Mlliyet Milliyet Blog Milliyet Blog
 
Facebook Connect
Blog Kategorileri
 

02 Mart '11

 
Kategori
İş Yaşamı - Kariyer
 

Kedinin uzanamadığı ciğer

Kedinin uzanamadığı ciğer
 

Atasözünün tamamı şu şekilde: “Kedi, uzanamadığı ciğere murdar dermiş” Murdar kelimesi, pis anlamında kullanılıyor. Bugün biraz murdar dediklerimize değinelim istedim. Geçenlerde kendi internet günlüğümde “Aref’in Sırları” başlıklı bir yazı yazdım. Yetenek Sizsiniz Türkiye yarışmasında Aref, önce ilk gösterisinde, sonra da yarı finaldeki gösterisinde izleyenleri şaşırtmayı başardı. Aramızda Aref’in cinlerle konuştuğunu, bu dünyaya ait olmadığını söyleyenler oldu. Bununla beraber, programın jüri üyelerinden Ali Tarhan, daha ilk yarışmada ifade etmişti; “nasıl yaptığını söylemezse evet demeyelim” Çünkü hepimiz çok merak ettik. Zaten birkaç güne kalmaz intenette yazılar videolar yayınlanmaya başladı. Kamerasını alan Aref’in numaralarını nasıl yaptığını açıklamaya başladı. 

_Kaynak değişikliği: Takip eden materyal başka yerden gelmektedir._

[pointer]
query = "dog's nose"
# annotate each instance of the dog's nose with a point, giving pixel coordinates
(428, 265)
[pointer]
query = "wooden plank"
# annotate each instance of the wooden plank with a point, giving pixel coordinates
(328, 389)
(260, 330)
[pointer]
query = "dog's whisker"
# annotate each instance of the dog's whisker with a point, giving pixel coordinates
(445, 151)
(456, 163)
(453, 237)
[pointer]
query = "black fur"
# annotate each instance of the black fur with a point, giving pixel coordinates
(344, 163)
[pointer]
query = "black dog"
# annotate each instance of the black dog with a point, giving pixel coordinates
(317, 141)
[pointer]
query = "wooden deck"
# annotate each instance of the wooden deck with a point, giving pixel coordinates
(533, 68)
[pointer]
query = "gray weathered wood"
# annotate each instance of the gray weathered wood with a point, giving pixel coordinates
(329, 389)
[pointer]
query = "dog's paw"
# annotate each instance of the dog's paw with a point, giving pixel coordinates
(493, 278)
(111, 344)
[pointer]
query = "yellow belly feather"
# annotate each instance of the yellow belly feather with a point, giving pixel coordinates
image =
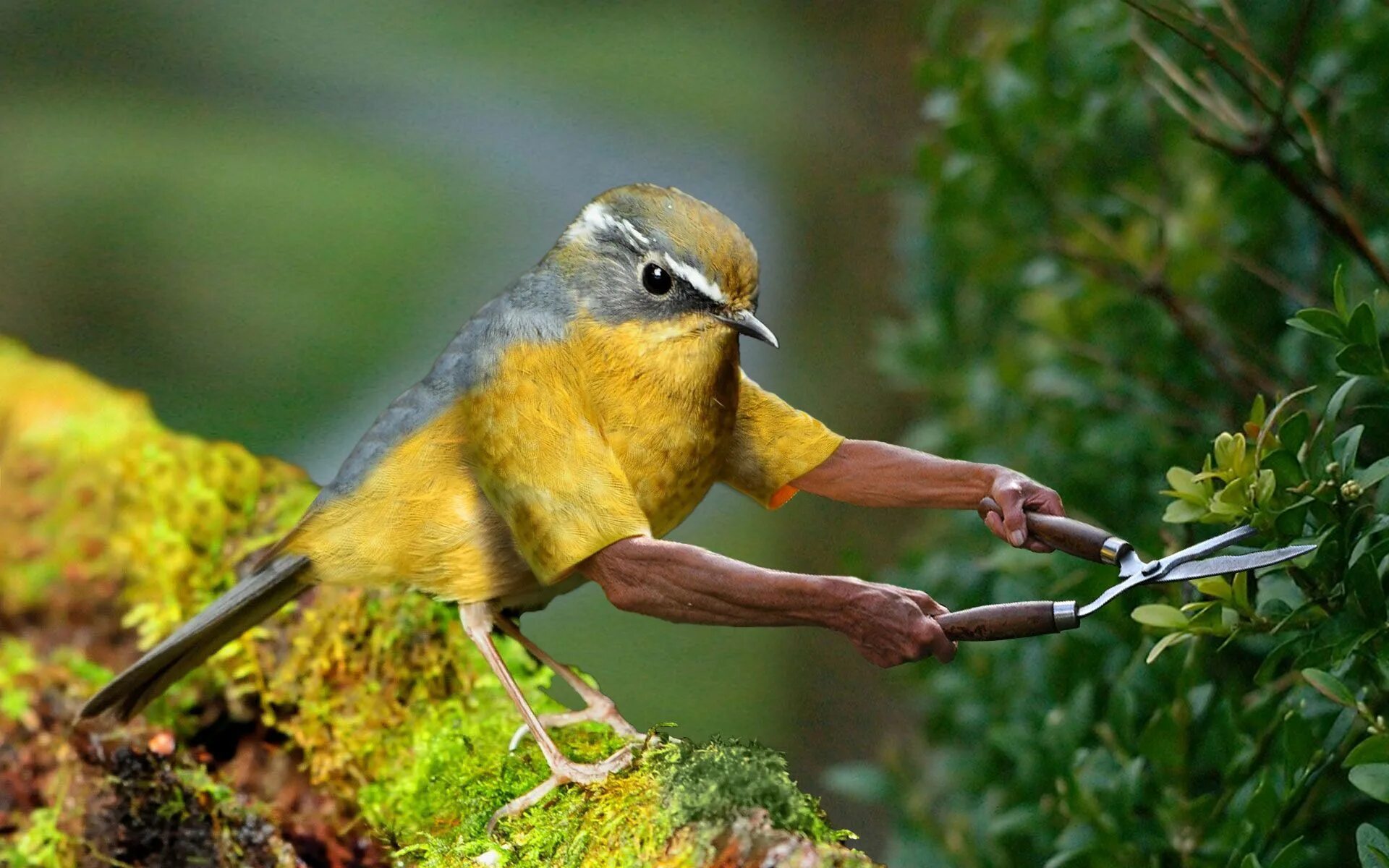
(664, 396)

Yorumlar akıllara zarar. “Aman canım, çok basit numara malzemem olsa ben de yaparım, sahnenin arkasında adamları var, zaten Acun da ona destek veriyor, yukarıdan sallanan kutunun içinde yazıcı var piyasada satılıyor her yerde bulunabilir vs.” Aref’in gösterisi “murdar” oldu. Geçenlerde bir arkadaşıma iş başvurusunda bulunduğu bir firmadan olumsuz yanıt geldi. Uzun zamandır uğraşıyordu bu iş için. Başvurular, önyazılar, araya tanıdık birini koymalar filan. Hepimize anlatıyor sürekli, şöyle iyi bir firma, böyle kurumsal, personel için acayip uygulamaları var… 

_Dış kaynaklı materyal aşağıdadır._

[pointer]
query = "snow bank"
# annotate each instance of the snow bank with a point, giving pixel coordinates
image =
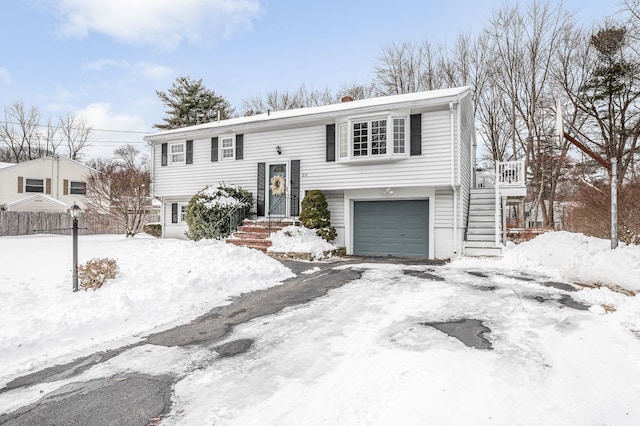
(161, 283)
(297, 239)
(579, 258)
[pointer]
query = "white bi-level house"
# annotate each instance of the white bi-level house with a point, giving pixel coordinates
(397, 171)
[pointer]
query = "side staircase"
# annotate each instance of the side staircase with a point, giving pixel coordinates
(481, 229)
(255, 233)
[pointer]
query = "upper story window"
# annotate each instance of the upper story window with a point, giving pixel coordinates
(228, 147)
(34, 185)
(77, 188)
(176, 153)
(375, 137)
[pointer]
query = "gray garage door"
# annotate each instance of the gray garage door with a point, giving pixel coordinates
(391, 228)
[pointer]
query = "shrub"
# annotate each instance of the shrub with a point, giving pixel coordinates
(96, 272)
(315, 214)
(590, 211)
(208, 211)
(154, 229)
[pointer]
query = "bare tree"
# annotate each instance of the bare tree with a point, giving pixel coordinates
(121, 188)
(601, 77)
(276, 100)
(407, 68)
(20, 135)
(23, 136)
(74, 134)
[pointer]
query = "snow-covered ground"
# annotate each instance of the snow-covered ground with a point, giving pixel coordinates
(161, 283)
(360, 355)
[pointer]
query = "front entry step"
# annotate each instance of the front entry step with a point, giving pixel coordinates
(255, 233)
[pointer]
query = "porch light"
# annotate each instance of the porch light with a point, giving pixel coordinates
(74, 212)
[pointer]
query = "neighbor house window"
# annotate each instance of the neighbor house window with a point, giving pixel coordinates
(176, 153)
(34, 185)
(77, 188)
(228, 148)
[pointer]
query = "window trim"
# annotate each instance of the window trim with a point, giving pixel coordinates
(26, 185)
(171, 154)
(182, 211)
(345, 129)
(231, 148)
(71, 188)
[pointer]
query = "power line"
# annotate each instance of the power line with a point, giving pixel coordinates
(79, 128)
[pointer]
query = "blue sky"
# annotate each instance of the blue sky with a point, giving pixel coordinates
(103, 60)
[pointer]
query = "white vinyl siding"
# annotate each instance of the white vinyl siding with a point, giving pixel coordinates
(307, 144)
(444, 208)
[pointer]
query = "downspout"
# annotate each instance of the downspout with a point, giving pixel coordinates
(453, 185)
(459, 169)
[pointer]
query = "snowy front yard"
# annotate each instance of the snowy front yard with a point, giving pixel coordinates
(366, 353)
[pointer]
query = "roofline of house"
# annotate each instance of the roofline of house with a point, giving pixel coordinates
(2, 169)
(287, 117)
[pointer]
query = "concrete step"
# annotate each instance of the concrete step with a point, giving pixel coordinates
(482, 217)
(480, 237)
(482, 251)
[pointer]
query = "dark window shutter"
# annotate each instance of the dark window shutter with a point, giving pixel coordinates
(163, 158)
(189, 156)
(174, 213)
(295, 187)
(214, 149)
(260, 197)
(331, 142)
(416, 134)
(239, 147)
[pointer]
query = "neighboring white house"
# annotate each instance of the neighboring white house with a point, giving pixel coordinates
(397, 171)
(51, 184)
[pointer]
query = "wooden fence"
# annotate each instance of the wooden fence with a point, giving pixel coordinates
(27, 223)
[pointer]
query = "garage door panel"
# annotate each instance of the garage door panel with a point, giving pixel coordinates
(398, 228)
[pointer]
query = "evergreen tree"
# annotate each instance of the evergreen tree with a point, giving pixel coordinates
(189, 102)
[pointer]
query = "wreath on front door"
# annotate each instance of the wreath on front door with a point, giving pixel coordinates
(277, 185)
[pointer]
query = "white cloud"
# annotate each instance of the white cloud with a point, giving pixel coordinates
(161, 23)
(147, 70)
(111, 130)
(5, 77)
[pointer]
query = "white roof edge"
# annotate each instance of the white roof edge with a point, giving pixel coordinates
(46, 158)
(311, 111)
(31, 197)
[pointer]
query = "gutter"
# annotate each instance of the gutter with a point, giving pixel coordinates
(453, 185)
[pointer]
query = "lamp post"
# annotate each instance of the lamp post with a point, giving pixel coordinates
(74, 211)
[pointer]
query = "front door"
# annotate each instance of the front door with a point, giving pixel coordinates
(277, 188)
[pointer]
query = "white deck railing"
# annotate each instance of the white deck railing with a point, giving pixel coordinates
(510, 173)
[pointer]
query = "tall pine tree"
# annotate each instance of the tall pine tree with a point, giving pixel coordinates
(189, 102)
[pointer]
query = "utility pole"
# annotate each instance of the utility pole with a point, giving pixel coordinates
(611, 166)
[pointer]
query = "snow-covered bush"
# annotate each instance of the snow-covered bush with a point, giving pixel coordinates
(315, 214)
(154, 229)
(208, 211)
(96, 272)
(298, 240)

Olumsuz cevap gelince dünya tersine döndü. Zaten maaşı düşüktü. Çalışma saatleri de bana uygun değildi. Başvurduğu iş birden “murdar” oldu. Aşık oluruz mesela. Dünyanın en güzel kızıdır. Ya da en yakışıklı erkeği. Her yaptığı doğru, her söylediği güzel, her giydiği şık… Düşünceli, sevgi dolu, anlayışlı. Aradan zaman geçer ve ayrılık gelir. Terk etmiştir mesela karşı taraf. Ayrılık acısı biraz atlatıldıktan sonra söylemler başlar. “Zaten bana uygun biri değildi, mantıksız da konuşuyordu, hatta hiç de güzel değildi” Eski sevgili “murdar” oldu. Örnekleri çoğaltmamız mümkün. 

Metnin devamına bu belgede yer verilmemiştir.